Мальчишку, хоть и умного не по годам, всерьёз никто не воспринимает – от него отмахиваются, в ответ на его просьбы отнекивается, но Каллен продолжает стоять на своём, поражая свои упорством не только родителей и служителей церкви, но и всех окружающих в принципе.
Но у Каллена есть одна удивительная способность – он всегда оказывается в нужном месте в нужное время.
И, когда ему исполняется тринадцать, о нём хлопочет сам рыцарь-командор.
Каллена отправляют на обучение к храмовникам, и вся деревня провожает удачливого мальчишку.
И он, конечно, жутко собой гордится.
__________
Второй раз эта способность проявляет себя намного позже.
Когда Каллену исполняется восемнадцать, он приносит клятву храмовника.
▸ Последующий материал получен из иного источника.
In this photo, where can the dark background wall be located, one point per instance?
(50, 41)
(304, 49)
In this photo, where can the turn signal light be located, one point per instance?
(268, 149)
По семье он скучает уже намного меньше, дружески относится к остальными храмовниками (среди них – много ребят, вместе с которыми он рос), и настороженно – к магам; начинает принимать лириум, но куда в этом деле без него?
И на рыжей девчонке Амелл, неуклюжей и хрупкой, он задерживает свой взгляд намного дольше, чем ещё на ком-то; может, он сам этого не замечает, но сказать широкоплечему храмовнику никто не решается – всё-таки, успехи, достигнутые им при обучении, облетают Башню буквально за мгновение.
Каллен сам не замечает, как смотрит на Амелл, хотя где-то глубоко внутри ему очень хочется, чтобы это заметила она.
А потом она исчезает, и храмовник понимает, что его чаяниям не суждено сбыться.
Только маленькую и неуклюжую магичку очень хочется увидеть ещё хотя бы раз.
Но у Каллена есть одна удивительная способность – он всегда оказывается в нужном месте в нужное время.
Башня пылает, и близких его друзей – таких же мальчишек, с которыми он вместе тосковал по семье, которых отговаривал от пакостей, с которыми вместе взрослел и учился – всех их убивают на его глазах.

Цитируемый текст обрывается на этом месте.